Stop trusting dirty spreadsheets—learn how to catch problems before they hit your models

Data Quality
Data Cleaning
Monitoring & Evaluation
Author

Nichodemus Amollo

Published

November 10, 2025

Why Data Quality Is Your Real Job

If your data is trash, your:

  • Models are misleading
  • Dashboards tell the wrong story
  • Policy recommendations can hurt people

Data quality is not “extra” work—it’s core to being a serious analyst.

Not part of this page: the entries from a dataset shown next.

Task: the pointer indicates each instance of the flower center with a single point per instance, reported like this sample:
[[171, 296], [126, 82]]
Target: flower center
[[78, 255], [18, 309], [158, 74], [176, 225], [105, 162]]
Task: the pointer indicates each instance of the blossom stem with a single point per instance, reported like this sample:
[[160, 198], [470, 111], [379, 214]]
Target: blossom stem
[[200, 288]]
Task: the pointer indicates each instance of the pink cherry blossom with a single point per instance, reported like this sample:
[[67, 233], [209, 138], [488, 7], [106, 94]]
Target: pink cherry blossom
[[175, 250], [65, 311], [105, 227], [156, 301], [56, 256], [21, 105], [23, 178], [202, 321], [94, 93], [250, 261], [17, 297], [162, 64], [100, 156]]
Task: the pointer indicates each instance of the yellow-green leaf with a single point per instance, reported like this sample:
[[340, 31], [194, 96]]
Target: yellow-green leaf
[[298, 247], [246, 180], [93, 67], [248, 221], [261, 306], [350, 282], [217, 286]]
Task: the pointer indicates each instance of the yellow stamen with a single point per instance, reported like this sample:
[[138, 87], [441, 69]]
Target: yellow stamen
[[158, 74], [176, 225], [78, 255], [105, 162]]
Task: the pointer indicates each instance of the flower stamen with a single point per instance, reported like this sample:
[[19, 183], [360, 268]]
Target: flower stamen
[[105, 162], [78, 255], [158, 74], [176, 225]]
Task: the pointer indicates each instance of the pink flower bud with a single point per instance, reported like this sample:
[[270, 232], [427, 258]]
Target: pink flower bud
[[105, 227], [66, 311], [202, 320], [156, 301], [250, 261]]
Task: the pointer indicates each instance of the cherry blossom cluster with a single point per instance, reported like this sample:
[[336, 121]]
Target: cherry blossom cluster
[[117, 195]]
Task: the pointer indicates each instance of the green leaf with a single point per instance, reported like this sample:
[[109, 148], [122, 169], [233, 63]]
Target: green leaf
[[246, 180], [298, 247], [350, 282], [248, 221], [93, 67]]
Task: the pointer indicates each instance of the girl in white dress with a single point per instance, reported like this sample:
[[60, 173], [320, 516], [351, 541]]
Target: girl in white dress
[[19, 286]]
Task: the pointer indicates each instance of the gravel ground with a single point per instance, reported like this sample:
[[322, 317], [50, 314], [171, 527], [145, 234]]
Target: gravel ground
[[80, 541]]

7 Checks to Automate on Every Dataset

  1. Missingness patterns by variable and group
  2. Uniqueness of IDs
  3. Range checks for numeric variables
  4. Category consistency for factors/coded responses
  5. Cross-field logic (e.g., age vs date of birth, pregnancy vs sex)
  6. Duplicates and near-duplicates
  7. Date/time sanity (ordering, impossible dates)

Automate these in:

  • R (with tidyverse/janitor)
  • Python (with pandas)

How to Turn This Into a Portfolio Project

  • Take any public health or development dataset
  • Build:
    • A script that runs all 7 checks
    • A short report or dashboard summarizing issues
  • Include:
    • A “recommended data cleaning plan”
    • Examples of how findings explain weird results

Great analysts are paranoid about data quality—and employers love that.